Embora o termo, infelizmente, possa sugerir essa associação, “gênero” definitivamente não tem nada a ver com “genes”, que caracterizam nossa herança biológica, mas com “memes”, termo criado pelo biólogo Richard Dawkins para caracterizar que, além da herança genética, estamos todas sujeitas a uma inexorável “herança cultural”. O que quero dizer, portanto, é que gênero não é “herdado biologicamente” mas “herdado culturalmente” e aprendido por transmissão social (socialização).
Somos homens ou mulheres por determinação da sociedade, não por inexorável imposição da natureza, como querem nos fazer crer setores ultrarreacionários da igreja católica, evangélicos fundamentalistas e profissionais de saúde física e mental cujas práticas continuam estacionadas no início do século XX.
A visão de gênero a partir desse “essencialismo biológico” baseia-se na crença de que as diferenças comportamentais entre homem e mulher resultam de um inexorável determinismo da natureza ou, de maneira ainda mais metafísica, da “vontade de Deus”, que “já nos fez” homem e mulher, de acordo com a bíblia, negando o papel fundamental da “herança cultural”, ou dos “memes”, na construção sociopolítica-cultural do que chamamos de homem e de mulher.
A natureza não tem nenhum compromisso em fornecer indivíduos com pênis que correspondam exatamente às expectativas da sociedade quanto ao que seja homem nem em fornecer indivíduos com vagina que correspondam aos modelos sociais de mulher.
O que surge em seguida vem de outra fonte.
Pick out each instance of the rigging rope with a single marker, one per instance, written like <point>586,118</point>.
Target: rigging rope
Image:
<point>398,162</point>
Por conta dela, somos apenas machos ou fêmeas, dependendo da nossa função no processo de reprodução sexuada próprio da espécie humana.
Exigir que as pessoas se apresentem e se comportem de acordo com os modelos sociopolítico-culturais de homem e de mulher em vigor na sociedade, exclusivamente em função do órgão genital, de macho ou de fêmea, que trazem entre as pernas, é uma nítida forma de intimidação, opressão e controle do ser humano.
Gênero é tão “naturalizado” como se fosse decorrência do sexo biológico que é sempre necessário explicar minuciosamente o que ele é e como funciona esse dispositivo social de controle.
Podemos imaginar o gênero como uma espécie de “território nacional” onde as pessoas só são aceitas como cidadãs se tiverem nascido no local, como atualmente pretende o famigerado Trump. Assim, só porque alguém "se sente" membro de um determinado território de gênero, não significa que será automaticamente reconhecido como cidadão do lugar, tal como ocorre com cidadãos estrangeiros no território norte-americano.
Muito ao contrário, o mais provável é que a pessoa que “se sente” cidadã, sem ser cidadã, seja ostensivamente rechaçada pelos que acreditam e defendem a ideia de que cidadania está reservada apenas e tão somente a quem “nasceu no lugar”.
Da mesma forma, só porque alguém expressa sua “identidade de gênero”, dizendo "se sentir" mulher ou homem, não significa que a sociedade irá reconhecer automaticamente a sua “cidadania” de homem ou de mulher.
Não é assim que a coisa funciona: para ser homem ou ser mulher é preciso que você “tenha nascido” respectivamente macho ou fêmea.
Esse direito ao autorreconhecimento da identidade de gênero é exatamente o que é ostensivamente negado às pessoas transgêneras ou gênero-desviantes. Esse é justamente o direito que hoje não existe, um direito que ainda precisa ser conquistado.
Tudo bem que a pessoa, num delírio pessoal, queira dizer que é 100% mulher. Para as normas de gênero que aí estão, a pessoa JAMAIS SERÁ reconhecida como tal. Toda pessoa que tentar manifestar-se como mulher, tendo nascido com um pênis, ou como homem, tendo nascido com uma vagina, será imediatamente considerada como transgressora da ordem vigente e submetida às duras penas reservadas a quem infringe as normas de conduta social.
O “essencialismo biológico-divino” cria sujeitos de discurso impossíveis de serem mimetizados fora dos contextos sociopolítico-culturais embutidos nas suas próprias definições. A menos que se mudem inteiramente essas definições, tarefa que depende de engajamento político e luta intensa contra a ordem vigente, os genes vão continuar fingindo ter supremacia absoluta sobre os “memes”.